Probe PN, possessing molecular rotor characteristics indicative of viscosity sensitivity, was investigated for its spectral behavior within PBS–glycerol mixtures. PN absorption maxima (λ_abs) at 600 nm exhibited gradual increase depending on glycerol addition (Fig. 1a). Excitation at 600 nm resulted in a turn-on fluorescence emission peak (λ_em) at approximately 790 nm as illustrated in Fig. 1b. Notably, PN displayed a significant viscosity-dependent response spanning from PBS (∼0.893 cP) to glycerol (∼945 cP). Fluorescent intensity at longwave of 790 nm experienced a remarkable ∼32-fold increase (upon excitation at 600 nm). Utilizing a logarithmic scale for both fluorescence intensity (log(I_790nm)) and viscosity, a linear relationship (R² = 0.9872) emerged across viscosity range of 1–458 cP (glycerol content 0–60%), as depicted in Fig. 1c. In terms of fluorescence quantum yield, a remarkable enhancement of approximately 41-fold was observed in glycerol (Φ = 0.084) in comparison with PBS (Φ = 0.002), utilizing reference rhodamine B. The enhancement augments the probe's applicability owing to its low background fluorescence. In summary, as evidenced by the data presented, PN exhibits strong and reliable response to variations within viscosity.

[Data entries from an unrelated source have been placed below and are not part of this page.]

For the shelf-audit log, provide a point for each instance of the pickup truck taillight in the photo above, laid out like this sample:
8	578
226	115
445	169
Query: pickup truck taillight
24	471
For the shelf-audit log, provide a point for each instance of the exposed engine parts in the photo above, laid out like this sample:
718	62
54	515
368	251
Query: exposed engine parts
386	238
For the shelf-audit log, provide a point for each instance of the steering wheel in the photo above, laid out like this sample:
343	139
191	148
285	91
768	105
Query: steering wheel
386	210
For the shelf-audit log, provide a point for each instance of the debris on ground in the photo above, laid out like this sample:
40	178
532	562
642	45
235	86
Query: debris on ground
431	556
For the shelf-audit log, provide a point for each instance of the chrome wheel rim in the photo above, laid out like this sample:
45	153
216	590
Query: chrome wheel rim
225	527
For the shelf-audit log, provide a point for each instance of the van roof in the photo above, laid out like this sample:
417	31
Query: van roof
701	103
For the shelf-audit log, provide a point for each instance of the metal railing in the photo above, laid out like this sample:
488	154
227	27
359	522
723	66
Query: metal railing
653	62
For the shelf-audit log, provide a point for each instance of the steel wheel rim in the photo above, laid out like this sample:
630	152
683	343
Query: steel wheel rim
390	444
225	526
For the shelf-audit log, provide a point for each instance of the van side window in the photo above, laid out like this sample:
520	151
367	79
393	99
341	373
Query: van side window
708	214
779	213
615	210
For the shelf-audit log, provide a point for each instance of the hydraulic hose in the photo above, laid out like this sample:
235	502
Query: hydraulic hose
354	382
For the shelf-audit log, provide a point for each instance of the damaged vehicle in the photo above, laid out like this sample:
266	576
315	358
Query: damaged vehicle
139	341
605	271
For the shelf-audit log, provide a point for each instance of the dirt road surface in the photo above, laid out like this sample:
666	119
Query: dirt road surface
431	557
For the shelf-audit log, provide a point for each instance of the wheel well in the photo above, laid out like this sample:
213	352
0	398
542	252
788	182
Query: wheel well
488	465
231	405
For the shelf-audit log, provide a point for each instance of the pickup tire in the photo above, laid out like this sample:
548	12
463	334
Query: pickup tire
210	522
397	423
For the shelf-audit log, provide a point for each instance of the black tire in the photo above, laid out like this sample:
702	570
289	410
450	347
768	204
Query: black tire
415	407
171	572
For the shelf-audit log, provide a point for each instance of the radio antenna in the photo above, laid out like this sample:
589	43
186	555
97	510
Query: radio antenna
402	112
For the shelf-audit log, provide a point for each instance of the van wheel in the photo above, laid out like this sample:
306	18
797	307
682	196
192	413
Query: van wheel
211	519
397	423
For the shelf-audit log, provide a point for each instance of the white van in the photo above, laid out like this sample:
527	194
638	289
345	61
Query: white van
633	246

Fig. 1 (a) and (b) The absorption and emission spectra of probe PN (10 μM) in different ratios of PBS/glycerol mixtures. (c) The linear relationship among log(I₇₉₀) and log(viscosity) plot (glycerol content 0–60%). R² = 0.9872. (d) The fluorescence spectra of probe PN (10 μM) in various solvents with different polarities. Ex = 600 nm.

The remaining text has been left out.